Disarm. Disable. Disengage. Those are the three steps my father taught me.
First, you disarm your opponent. Then, you disable them. That could mean anything from stunning them, knocking them out, or killing them. Finally, you disengage. You get the fuck out of there.
I turn the doorknob slowly, then I quickly swing the door inward while maintaining my cover behind the wall. The white beam of the flashlight pierces through the darkness, mostly diffused except for the small circle of light on the black armchair against the wall.
“Turn off the flashlight.”
“Pardon me?”
He attempts to step inside and I jut my foot out to stop him. “Detective?”
There’s a long pause. He knows I know he’s full of shit.
A soft click and the beam of light recedes into the dimly lit corridor. “Better?”
His voice sounds different with the door open. There’s a slight accent, but I can’t tell if it’s European or Canadian French. It doesn’t matter. He’s in my territory now
. If he survives, he won’t have a voice left to speak.
“Much better. Come in, Detective.”
I keep my head bowed low so he can’t see my face, but he moves slowly. He’s trying not to provoke me. We’ll see how long that lasts.
“I’m going to come in very slowly,” he assures me when his right foot is completely inside. “No need to be alarmed.”
I’ll decide when it’s time to be alarmed.
His body moves forward slowly and I finally glimpse the top half of him. He’s holding both his hands up on either side of his face. One hand still clutching his flashlight; a very deadly weapon in trained hands. But his hood is still pulled up. And from this side angle, with his hands up, I still can’t see his face.
Maybe that’s a good thing.
I step to the right, farther away from the doorway. “Close the door,” I order him.
He takes another step forward so that now I can only see his back. Then he uses his foot to push the door closed. Total darkness.
“Keep your hands in the air and tell me who you really are.”
The silence that follows my command is complete. He knows I’ll be able to hear every move he makes in here. And he’s right.
Since I was pulled out of public school at the age of six, my parents kept me locked away like a princess in a tower. Afraid that others would judge me the way the children and school staff had. They wanted to protect me. Or so they claimed.

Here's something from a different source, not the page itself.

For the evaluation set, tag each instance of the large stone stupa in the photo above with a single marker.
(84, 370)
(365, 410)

My father trained me in the basement of our craftsman style 1920s house in L.A. Houses like that are rare in Southern California. They’re worth a lot of money now. And my parents have sure mortgaged the shit out of that house. Hence, the reason I no longer live with them. They wanted me to start working for my dad’s agency without getting paid. Of course, I’d still have to live in their dingy basement. Then there’s also the whole thing with my mom being crazy and manipulative.